Hasard du calendrier, à une semaine d'intervalle, deux des éléments les plus importants du XV de France ont été victimes d'une entorse. C'est d'abord Thierry Dusautoir, le capitaine, qui a vu sa cheville gauche lacher. Puis ce fut au tour du genou droit de Thomas Domingo de rendre les armes.
Si, pour le premier, le temps de repos devrait être assez bref, on peut parler de catastrophe pour le pilier gauche de Clermont. Les ligaments ont cassé, envoyant le "petit taureaux" à l'écurie pour six mois. La coupe du monde s'éloigne pour lui, même s'il a déclaré ne pas avoir fait une croix sur l'événement.
Ne nous leurrons pas. A moins d'un bien improbable miracle, on ne verra pas le pack du XV de France calé par ce qui se fait de mieux en ce moment du côté gauche de la mêlée tricolore. C'est plus qu'une tuile pour les bleu. On peut véritablement parler de désastre, tant l'absence de Thomas Domingo sonne comme la fin de notre assurance-mêlée, dernière véritable garantie dans le jeu.
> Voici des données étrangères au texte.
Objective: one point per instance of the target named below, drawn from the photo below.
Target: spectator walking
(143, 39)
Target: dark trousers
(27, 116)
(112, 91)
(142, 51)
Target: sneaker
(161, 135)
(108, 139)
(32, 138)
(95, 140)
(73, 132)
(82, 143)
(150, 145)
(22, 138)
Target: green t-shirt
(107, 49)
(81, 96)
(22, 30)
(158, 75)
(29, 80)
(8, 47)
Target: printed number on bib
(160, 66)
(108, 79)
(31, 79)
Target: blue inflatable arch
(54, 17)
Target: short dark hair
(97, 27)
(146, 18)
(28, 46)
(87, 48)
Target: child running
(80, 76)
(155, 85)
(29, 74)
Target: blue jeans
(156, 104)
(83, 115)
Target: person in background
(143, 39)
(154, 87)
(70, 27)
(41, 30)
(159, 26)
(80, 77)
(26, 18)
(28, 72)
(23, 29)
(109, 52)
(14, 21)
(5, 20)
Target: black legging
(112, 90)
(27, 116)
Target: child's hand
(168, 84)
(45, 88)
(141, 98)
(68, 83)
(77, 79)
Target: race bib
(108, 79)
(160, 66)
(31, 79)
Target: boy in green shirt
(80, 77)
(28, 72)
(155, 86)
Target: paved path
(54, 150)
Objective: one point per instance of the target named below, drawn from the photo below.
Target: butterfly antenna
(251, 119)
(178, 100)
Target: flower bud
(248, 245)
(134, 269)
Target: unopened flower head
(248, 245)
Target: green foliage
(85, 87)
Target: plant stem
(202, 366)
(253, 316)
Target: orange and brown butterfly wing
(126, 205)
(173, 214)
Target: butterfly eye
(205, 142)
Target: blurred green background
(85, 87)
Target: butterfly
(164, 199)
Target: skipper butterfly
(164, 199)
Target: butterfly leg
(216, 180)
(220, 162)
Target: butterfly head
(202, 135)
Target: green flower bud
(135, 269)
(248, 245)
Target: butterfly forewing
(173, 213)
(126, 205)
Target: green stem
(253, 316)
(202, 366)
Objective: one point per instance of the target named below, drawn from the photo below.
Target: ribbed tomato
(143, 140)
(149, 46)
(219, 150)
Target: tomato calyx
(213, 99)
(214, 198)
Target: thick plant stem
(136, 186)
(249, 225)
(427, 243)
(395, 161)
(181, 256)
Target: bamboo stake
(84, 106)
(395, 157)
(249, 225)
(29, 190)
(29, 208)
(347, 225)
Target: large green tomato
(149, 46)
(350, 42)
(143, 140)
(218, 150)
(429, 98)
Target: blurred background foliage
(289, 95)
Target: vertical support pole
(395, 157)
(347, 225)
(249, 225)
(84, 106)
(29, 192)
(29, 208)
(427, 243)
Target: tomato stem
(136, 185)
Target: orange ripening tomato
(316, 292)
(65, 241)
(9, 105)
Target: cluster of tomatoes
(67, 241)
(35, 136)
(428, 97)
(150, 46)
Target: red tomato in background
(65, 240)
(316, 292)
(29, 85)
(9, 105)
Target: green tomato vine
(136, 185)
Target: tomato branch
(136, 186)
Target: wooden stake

Sans parler des qualités du bonhomme dans le jeu courant.
Une tuile qui survient quelques mois après la rupture d'un tendon d'achille de Fabien Barcella ex-numéro un au poste du même chiffre. Ces histoires de ruptures ligamentaires posent évidemment la question du calendrier des compétitions, que beaucoup jugent responsables des malheurs de ces joueurs qui sont usés prématurément par la répétition des matchs.
Les cadences infernales, dénoncées depuis que le championnat professionnel existe, ne sont pas uniquement liées au Top 14. La coupe d'Europe mobilise également les meilleurs joueurs Français en particulier à des moments (l'automne et le début de l'hiver) où ils pourraient sinon souffler du moins bénéficier d'un relatif répis.
Les internationaux Français souffrent de la comparaison avec leurs homologues de l'hémisphère sud ou des provinces Celtes. En revanche, leur situation est plus proche de celle des joueurs Anglais. Cependant, la puissance de la RFU permet à cette fédération d'obtenir un certain nombre de garantie quant à l'état de fraîcheur des membres du XV de la Rose.
C'est loin d'être le cas en France, où chacun penche du côté du portefeuille : les clubs qui emploient les joueurs et estiment qu'ils doivent décider du calendrier de ceux qu'ils paient ; la fédération, qui n'a pas les moyens de dédommager les clubs pour ménager des plages de repos plus grandes pour les internationaux. Au-delà des aspects financiers, il est difficile de demander à un club de se passer de ses meilleurs joueurs, en particulier lorsque les matches "couperets" se profilent à l'horizon.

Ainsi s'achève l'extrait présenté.